Wednesday, November 12, 2014

Hamlet: Act III, Scene II

  • Hamlet gives advice to the players → presumably to make the play seem more realistic; he tells them to act naturally, but not-overbearingly so as to create a natural flow, show realism
    • “...let your own discretion be your tutor. Suit the action to the word, the word to the action;”
      • don’t over exaggerate your words and your hand-gestures
  • Hamlet tells Polonius to get the actors ready as the King and Queen settle unto their positions → tells Rosencrantz and Guildenstern to help Polonius on getting the actors ready
    • he tells Horatio that he is a man that he trusts wholeheartedly, calls him a good man → Hamlet is proclaiming his friendship and trust to Horatio (sees Horatio as the only person that hasn’t required/needed something out of Hamlet)
      • “Observe my uncle”  → Hamlet asks Horatio to watch Claudius closely
  • Claudius asks Hamlet how he is doing which earns him a nonsensical reply (Hamlet is reaffirming his status to Claudius as that of a man who has grieved to the point of madness)

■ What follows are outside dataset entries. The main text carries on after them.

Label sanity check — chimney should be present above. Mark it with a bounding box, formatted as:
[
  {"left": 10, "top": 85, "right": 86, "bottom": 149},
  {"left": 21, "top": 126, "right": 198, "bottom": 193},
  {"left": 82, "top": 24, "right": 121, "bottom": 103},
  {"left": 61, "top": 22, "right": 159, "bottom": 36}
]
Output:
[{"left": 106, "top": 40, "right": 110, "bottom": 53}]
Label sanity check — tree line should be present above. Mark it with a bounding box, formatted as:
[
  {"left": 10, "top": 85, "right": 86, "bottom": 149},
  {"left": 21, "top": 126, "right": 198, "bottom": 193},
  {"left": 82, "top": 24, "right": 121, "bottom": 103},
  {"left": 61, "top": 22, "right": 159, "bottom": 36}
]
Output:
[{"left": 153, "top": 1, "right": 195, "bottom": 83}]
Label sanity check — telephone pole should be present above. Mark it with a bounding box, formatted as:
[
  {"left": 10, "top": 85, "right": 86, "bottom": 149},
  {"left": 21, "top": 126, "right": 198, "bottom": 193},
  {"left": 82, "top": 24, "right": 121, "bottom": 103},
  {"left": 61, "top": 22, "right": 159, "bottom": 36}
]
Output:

    • Hamlet makes witty comments, particularly sexual remarks to Ophelia; he also remarks on his father’s death → primarily on how fast his mother has moved on
  • Players enter in order to enact the plays
    • they reenact the death of the old King as a different story (dumb show)

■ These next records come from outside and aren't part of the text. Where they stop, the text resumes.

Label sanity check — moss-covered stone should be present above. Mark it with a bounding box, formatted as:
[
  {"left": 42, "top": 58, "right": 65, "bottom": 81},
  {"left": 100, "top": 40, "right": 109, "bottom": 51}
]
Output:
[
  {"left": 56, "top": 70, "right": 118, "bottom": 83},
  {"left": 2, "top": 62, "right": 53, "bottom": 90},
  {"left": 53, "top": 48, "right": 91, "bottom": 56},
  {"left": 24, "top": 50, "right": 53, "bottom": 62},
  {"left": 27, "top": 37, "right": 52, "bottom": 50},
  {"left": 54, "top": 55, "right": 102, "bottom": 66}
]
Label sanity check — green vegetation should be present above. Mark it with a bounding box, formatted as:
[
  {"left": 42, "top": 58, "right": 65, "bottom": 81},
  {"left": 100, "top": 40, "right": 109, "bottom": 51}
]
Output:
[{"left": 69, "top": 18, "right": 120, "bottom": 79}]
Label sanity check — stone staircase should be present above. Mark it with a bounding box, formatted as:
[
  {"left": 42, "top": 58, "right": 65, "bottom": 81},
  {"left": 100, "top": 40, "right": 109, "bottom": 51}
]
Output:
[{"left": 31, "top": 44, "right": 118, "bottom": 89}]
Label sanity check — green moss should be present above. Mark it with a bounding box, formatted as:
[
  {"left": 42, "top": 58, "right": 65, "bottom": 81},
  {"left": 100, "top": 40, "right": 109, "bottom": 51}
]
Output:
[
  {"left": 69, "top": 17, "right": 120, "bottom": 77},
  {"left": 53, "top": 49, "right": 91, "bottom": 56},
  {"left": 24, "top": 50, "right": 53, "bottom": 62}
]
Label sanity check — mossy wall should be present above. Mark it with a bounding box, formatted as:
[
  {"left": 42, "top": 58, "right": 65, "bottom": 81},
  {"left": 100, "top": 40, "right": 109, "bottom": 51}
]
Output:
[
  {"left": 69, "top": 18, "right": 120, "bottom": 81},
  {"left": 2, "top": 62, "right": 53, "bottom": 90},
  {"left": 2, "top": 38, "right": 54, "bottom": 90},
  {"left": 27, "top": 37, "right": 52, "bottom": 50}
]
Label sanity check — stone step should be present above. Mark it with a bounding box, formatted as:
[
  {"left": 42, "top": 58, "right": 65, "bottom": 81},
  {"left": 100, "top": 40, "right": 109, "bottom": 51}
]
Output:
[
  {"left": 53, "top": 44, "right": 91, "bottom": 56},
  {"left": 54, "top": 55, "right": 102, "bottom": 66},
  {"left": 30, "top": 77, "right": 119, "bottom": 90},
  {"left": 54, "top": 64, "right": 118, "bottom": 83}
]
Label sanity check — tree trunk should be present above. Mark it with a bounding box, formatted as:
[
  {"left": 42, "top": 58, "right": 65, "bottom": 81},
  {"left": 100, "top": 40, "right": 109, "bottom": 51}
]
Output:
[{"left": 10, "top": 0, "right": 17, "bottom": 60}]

    • the actual play is of the King and Queen → King tells the Queen of his nearing death and tells her to marry someone else
      • Hamlet becomes impatient when Lucianus (apparent nephew to the King in the play) takes too long on coming to the actual point → tells everyone the plot (Lucianus pours poison on the Kings ear, thus killing him)

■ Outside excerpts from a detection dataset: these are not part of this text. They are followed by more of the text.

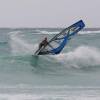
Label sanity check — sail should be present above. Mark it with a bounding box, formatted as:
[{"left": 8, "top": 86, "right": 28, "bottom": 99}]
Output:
[{"left": 35, "top": 20, "right": 85, "bottom": 55}]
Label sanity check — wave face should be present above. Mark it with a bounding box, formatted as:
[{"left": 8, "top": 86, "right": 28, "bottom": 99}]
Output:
[{"left": 0, "top": 28, "right": 100, "bottom": 100}]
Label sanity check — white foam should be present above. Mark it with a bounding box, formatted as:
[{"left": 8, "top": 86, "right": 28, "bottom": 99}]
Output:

        • Claudius is seen with guilt; tells them to stop the play
  • Rosencrantz and Guildenstern tell Hamlet that Claudius is upset (and angry) and tell him that his mother wants to talk to him → Hamlet misinterprets it and gets angry at the two


“Why, look you now, how unworthy a thing you make of me! You would play upon me; you would seem to know my stops; you would pluck out the heart of my mystery; you would sound me from my lowest note to the top of my compass; and there is much music, excellent voice, in this little organ, yet cannot you make it speak. 'Sblood, do you think I am easier to be play'd on than a pipe? Call me what instrument you will, though you can fret me, you cannot play upon me.”